9. The perimeter alert device for bridge stress monitoring based on fiber gratings as recited in claim 8, wherein: the fixed end head portion comprises a fixed cable connector (402), the fixed cable connector (402) is arranged at the end portion of a fixed cable (4), a fixed cable core (403) is arranged in the fixed cable connector (402) and extends to the outside of the fixed cable connector (402), the connecting end head portion comprises a bearing (201), a rotating ring (3), a connecting cable core (202) and a rubber sleeve (203), the bearing (201) is sleeved at the end portion of a connecting cable (2), the connecting cable core (202) is arranged in the connecting cable (2) and extends to the outside of the connecting cable (2) at the end portion, the rotating ring (3) is sleeved outside the bearing (201) and is in rotary connection with the bearing (201), the rotating ring (3) is provided with a toothed ring (301), the toothed ring (301) can be meshed with an end dismounting gear (27), the rotating ring (3) can be in threaded connection with the fixed cable connector (402), the rubber sleeve (203) is arranged on the connecting cable (2) and is sleeved at the periphery of the connecting cable core (202), and the connecting cable core (403) is small in area and the large area of the connecting cable core (403) corresponds to the large area of the connecting cable core.

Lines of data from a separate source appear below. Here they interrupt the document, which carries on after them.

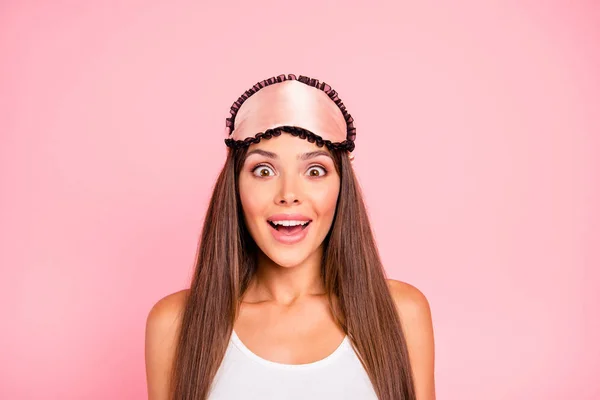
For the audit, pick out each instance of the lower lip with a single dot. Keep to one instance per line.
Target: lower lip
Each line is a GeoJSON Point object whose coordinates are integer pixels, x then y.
{"type": "Point", "coordinates": [289, 239]}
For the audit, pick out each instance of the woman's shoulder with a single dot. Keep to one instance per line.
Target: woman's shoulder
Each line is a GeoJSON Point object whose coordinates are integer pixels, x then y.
{"type": "Point", "coordinates": [411, 303]}
{"type": "Point", "coordinates": [415, 316]}
{"type": "Point", "coordinates": [162, 328]}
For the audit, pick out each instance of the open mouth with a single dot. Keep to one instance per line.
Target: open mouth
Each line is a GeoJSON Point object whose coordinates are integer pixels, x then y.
{"type": "Point", "coordinates": [289, 227]}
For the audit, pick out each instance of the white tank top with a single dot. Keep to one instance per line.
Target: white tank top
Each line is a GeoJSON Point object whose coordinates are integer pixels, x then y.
{"type": "Point", "coordinates": [245, 375]}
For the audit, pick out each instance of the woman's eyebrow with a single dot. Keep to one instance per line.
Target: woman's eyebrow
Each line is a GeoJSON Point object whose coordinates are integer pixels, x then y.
{"type": "Point", "coordinates": [313, 154]}
{"type": "Point", "coordinates": [302, 157]}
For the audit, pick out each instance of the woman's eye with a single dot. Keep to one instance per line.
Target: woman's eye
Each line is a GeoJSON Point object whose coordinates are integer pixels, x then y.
{"type": "Point", "coordinates": [316, 171]}
{"type": "Point", "coordinates": [263, 171]}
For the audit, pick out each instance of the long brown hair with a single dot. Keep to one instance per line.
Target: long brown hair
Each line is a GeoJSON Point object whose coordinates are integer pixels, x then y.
{"type": "Point", "coordinates": [353, 276]}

10. A perimeter alert device for bridge stress monitoring based on grating fiber according to claim 1, wherein: the height-adjustable positioning camera comprises a vertical telescopic seat (21) and a vertical positioning camera (22), wherein the vertical telescopic seat (21) is arranged on the bottom surface of a lifting plate (24), the vertical positioning camera (22) is arranged on the vertical telescopic seat (21), a vertical positioning scale (25) is arranged on the lens of the vertical positioning camera (22), and the vertical positioning camera (22) is electrically connected with a remote control processing center.